"Trying to forecast the state of the world each year by gauging the mood of participants at the annual meeting of the World Economic Forum in Davos is as valuable an exercise as flipping a coin.
That long-held suspicion was confirmed by an analysis in the Financial Times last week. Scouring data from a half-century of Davos conferences, it found that the consensus of the elites who gather there every January is almost exactly as likely to be wrong as right.
This will come as no surprise to Davos skeptics. It is explained in part by the increasingly monolithic ideology of the talks -- a range of views equivalent to the range between the 45-yard lines on a football field. This year there was less dissent than ever from the plutocracy's orthodoxies, and the loudest voices were those of the self-adoring establishment left.
These included a ludicrously performative rant on climate change by Al Gore, a claim by John Kerry that his all-seeing global wisdom was "extraterrestrial," and the usual procession of tech, financial and other CEOs wagging their expensively manicured fingers at the rest of us and our sinful ways.
The curious story of how the world's business leadership became married to progressive ideology is one for another time. The challenge for now is to assess whether 2023 is a year when the mood is predictive or a contraindication. If I were a betting man, my money would be on the latter.
Almost everyone agreed that across a broad range of risks, things were looking up this year compared with a few months ago: There was rising optimism about a soft landing for the economy, or at least that any recession would be short and shallow; expectation that China's economy will re-emerge with benign force, helping bolster growth and reduce inflation; self-satisfaction that the scary tide of populism is terminally receding, with Donald Trump down and Brexit discredited.
There's room for skepticism on every point.
The soft-landing story looks like a continuing example of the triumph of hope over experience.
Inflation may be down, but with real wages flagging and labor markets still tight, getting the inflation rate from the current 6.5% year over year to the Federal Reserve's 2% target looks as daunting as ever. The odds are still high that some time this year the Fed is going to have to choose between settling in for a long Volcker-like squeeze or accepting an inflation rate higher than it wants in the face of mounting layoffs and broadening pain.
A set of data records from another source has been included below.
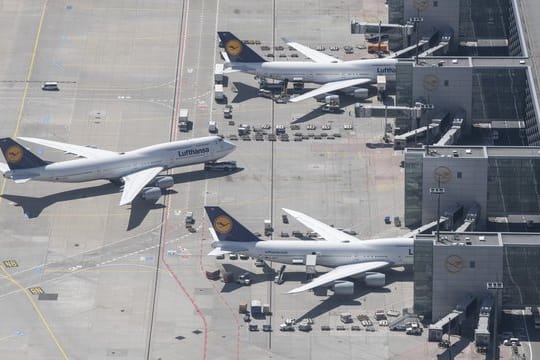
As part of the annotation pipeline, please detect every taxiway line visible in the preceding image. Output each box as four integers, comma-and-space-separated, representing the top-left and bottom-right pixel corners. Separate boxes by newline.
0, 265, 69, 360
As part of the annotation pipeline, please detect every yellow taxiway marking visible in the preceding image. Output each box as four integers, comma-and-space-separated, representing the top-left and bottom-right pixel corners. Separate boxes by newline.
0, 265, 68, 359
0, 0, 50, 205
0, 2, 68, 358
This Stagflation Revisited picture is made only more vivid by the great China reopening everyone is celebrating. The optimism focuses on the idea that an open China will further ease supply-chain pressures and cool inflation while adding to growth. But there's an alternative view -- that China's reopening will be like America's after the pandemic, with pent-up consumer demand flooding still-tight supply and pushing up costs.
Then there's Ukraine.
The Germans' last great tank battle was at Kursk, near the Russia-Ukraine border, in 1943. They lost to the Red Army. The current German tank battle is mercifully only diplomatic, but Berlin has learned its history. Its reluctance to send Ukraine their Leopard 2 tank stems from fears of the image of armored vehicles bearing the iron cross of Germany rolling across the Ukrainian steppe toward Russia. This isn't mere historical German self-loathing. It underscores the continuing ambivalence about the North Atlantic Treaty Organization's support for Ukraine. The alliance wants to help Kyiv but it wants to do so without getting into a war with Moscow.
The Germans may be right that pouring more NATO materiel into the fight isn't the best way to avoid escalation.
The largest flaw in the thinking of the Davos globalists is that the world belongs to them again.
Much was made of the spectacle of Liu He, the Chinese vice premier, promising a new era of cooperation with the West. But the olive branch was familiar, and Mr. Liu's own economic liberalism may not last longer than his own term -- which ends this year.
The deeper reality is the continuing reversal of the globalization the Davos crowd helped create and whose excesses they promoted.
The nearest thing to a genuine rift last week was over U.S. trade policy. Sen. Joe Manchin found that he is about as unpopular in Western Europe as he is in West Virginia. He spent the week defending last year's so-called Inflation Reduction Act, which has enraged Europeans for favoring American-made green energy.
The Biden Democrats seem to be continuing the policies they derided under Donald Trump in other ways as well, including the Chips Act and restrictive measures against technology trade with China.
Whatever happens in 2023, the longer-term story is this: the U.S. is pursuing a bipartisan America-first approach to global economics; in Europe, a new Iron Curtain has descended a few hundred miles east of the old one; in Asia, a demographically challenged China looks inward and threatens outward.
They still don't see it, but for the globalists, it's the glimmer of twilight: "Never glad confident morning again!"" [1]
1. Free Expression: The Davos Crowd Sees a New Dawn, but It May Be a False One
Baker, Gerard. Wall Street Journal, Eastern edition; New York, N.Y. [New York, N.Y]. 24 Jan 2023: A.15.